HOUSTON — For the past three games, Golden State Warriors head coach Steve Kerr has started the so-called Hamptons Five — Kevin Durant, and the four players who travelled to the Hamptons two summers ago to woo him.

The Warriors have won all three, including a close-out game against the New Orleans Pelicans in Game 5 of the Western Conference Semifinals, and the first road playoff opener in Steve Kerr’s tenure, a 119-106 win over the Houston Rockets.

In that Game 1, though, the Warriors fell behind 12-4 out of the rip, prompting Kerr to sub in Kevon Looney for Andre Iguodala. Asked whether he was tempted to tinker with his lineup before Game 2, Kerr smirked.

“Yes, I am tempted to switch it up,” he said. “But I’m not going to announce anything, as usual.”

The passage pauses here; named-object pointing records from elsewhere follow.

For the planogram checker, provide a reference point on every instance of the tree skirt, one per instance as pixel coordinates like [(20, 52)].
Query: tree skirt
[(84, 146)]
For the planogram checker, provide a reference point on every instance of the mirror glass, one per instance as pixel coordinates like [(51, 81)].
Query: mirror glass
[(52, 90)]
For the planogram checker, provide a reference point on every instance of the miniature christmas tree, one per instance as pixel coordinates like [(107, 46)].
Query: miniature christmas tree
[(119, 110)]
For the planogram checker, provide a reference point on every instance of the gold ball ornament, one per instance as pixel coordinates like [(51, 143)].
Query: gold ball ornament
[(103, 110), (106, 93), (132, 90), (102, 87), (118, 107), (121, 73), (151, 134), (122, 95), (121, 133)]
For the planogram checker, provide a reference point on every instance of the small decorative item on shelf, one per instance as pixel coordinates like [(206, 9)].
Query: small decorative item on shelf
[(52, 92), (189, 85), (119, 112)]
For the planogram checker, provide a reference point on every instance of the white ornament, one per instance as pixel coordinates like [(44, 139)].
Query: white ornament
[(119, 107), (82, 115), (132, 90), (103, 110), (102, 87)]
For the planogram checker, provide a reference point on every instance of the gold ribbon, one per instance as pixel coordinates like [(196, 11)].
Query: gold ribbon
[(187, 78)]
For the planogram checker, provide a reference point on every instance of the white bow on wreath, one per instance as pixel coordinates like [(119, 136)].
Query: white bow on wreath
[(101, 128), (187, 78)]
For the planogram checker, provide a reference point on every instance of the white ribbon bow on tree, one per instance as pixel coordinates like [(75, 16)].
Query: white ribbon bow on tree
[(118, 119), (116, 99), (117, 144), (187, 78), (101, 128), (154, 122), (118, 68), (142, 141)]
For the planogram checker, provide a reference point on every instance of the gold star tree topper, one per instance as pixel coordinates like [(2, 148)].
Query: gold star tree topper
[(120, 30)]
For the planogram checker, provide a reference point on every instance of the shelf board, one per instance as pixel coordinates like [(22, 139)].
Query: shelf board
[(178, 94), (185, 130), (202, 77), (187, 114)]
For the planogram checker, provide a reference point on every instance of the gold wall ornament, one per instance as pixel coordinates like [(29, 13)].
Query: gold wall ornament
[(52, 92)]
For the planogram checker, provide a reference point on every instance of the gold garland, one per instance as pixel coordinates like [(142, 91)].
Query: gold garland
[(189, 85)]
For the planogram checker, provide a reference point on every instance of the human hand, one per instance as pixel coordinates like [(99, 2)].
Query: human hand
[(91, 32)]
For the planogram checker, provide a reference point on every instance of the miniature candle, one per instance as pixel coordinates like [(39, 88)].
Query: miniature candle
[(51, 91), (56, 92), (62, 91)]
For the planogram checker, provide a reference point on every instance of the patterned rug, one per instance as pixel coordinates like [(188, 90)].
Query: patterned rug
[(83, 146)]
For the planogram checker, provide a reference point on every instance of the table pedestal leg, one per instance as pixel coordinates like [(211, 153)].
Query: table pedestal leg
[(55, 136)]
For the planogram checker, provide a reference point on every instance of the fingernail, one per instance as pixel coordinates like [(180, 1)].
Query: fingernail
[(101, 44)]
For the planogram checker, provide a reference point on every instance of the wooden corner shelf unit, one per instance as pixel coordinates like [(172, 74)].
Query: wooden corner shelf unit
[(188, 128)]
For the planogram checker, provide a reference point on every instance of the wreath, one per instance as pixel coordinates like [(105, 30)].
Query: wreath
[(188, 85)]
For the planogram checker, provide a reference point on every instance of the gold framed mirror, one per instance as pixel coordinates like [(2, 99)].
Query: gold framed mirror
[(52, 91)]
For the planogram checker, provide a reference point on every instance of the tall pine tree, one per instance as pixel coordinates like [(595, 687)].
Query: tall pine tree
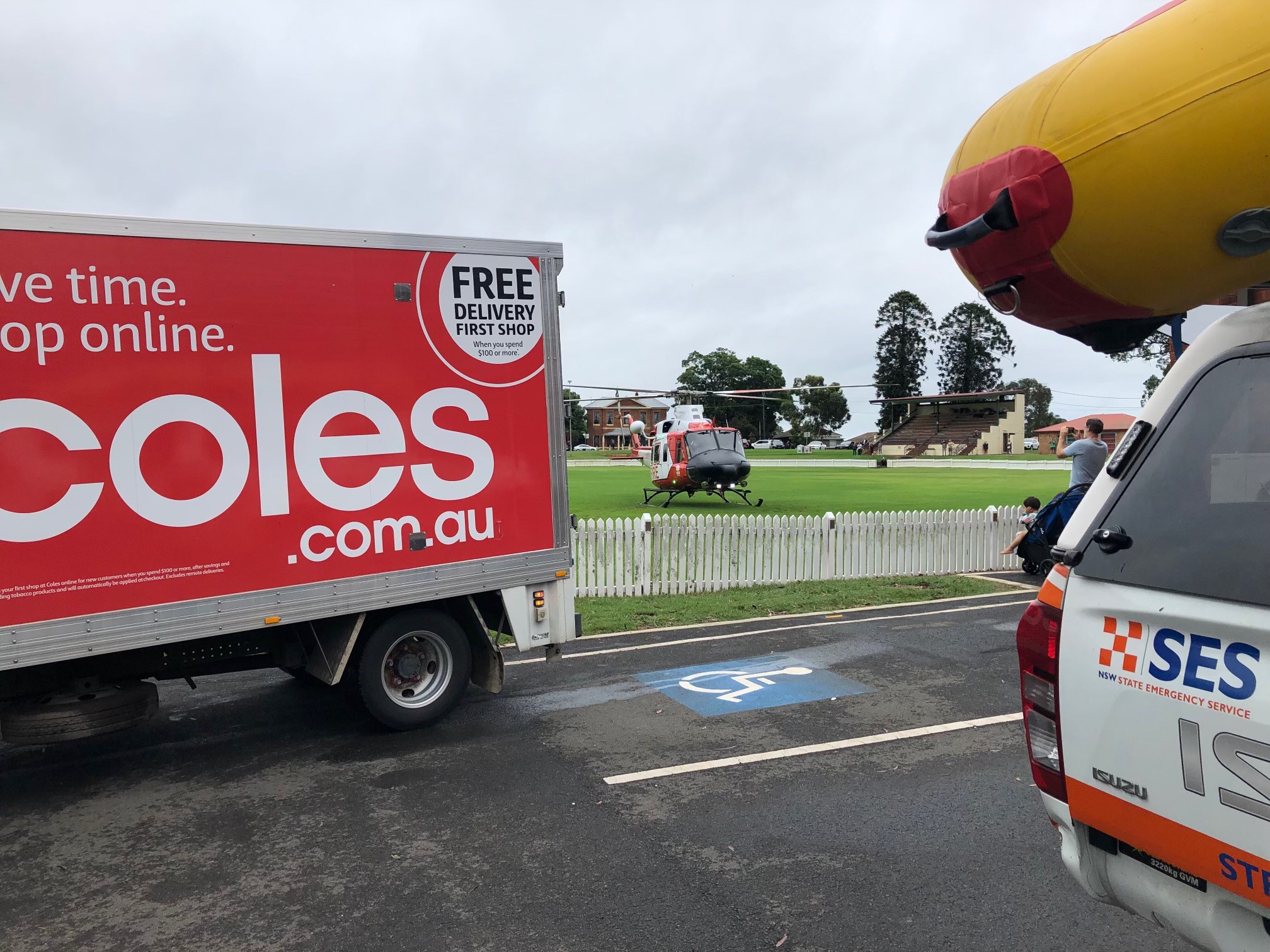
[(973, 341), (903, 347)]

During the regular season, Kerr deployed 250 different lineups overall (according to NBA.com) and started 27 different lineups. It wasn’t until Game 4 against the New Orleans Pelicans that Kerr first started the Hamptons Five — Durant, Iguodala, Stephen Curry, Draymond Green and Klay Thompson — after losing Game 3.

The lineup played in 28 games during the regular season, but only played in short spurts (averaging 4.5 minutes), but in Game 4 of the semifinals, they played 18 minutes, and posted a net rating of plus-63.6, per NBA.com/stats. For context, Houston led the NBA in net rating during the regular season, at plus-8.5.

That lineup averaged 125.7 points per 100 possessions (the Warriors led the regular season with a mark of 112.3) in the regular season while allowing just 66.5 points per 100 (Boston led the NBA during the regular season with 101.5). In the playoffs, the lineup is averaging 126.4 points per 100 possessions, and allowing 92.0.

Here’s the rub: While that lineup has a net rating of 34.4 in the playoffs, that lineup without Thompson (who scored 28 in Game 1 on 6-of-15 from three), but with Kevon Looney, has a net rating of 43.0 points, and a defensive rating of 90.6 points allowed per 100 possessions.

Looney came in at the end of that 12-4 spurt, and got the Warriors off to a 6-0 run, thanks to his defense on James Harden. With Looney and Curry making Harden and Chris Paul work on offense — whether they stop them or not — that expended energy is going to show up on the defensive end for the Rockets.

“We’ll see what I come up with,” Kerr said. “I don’t even know if I know right now.”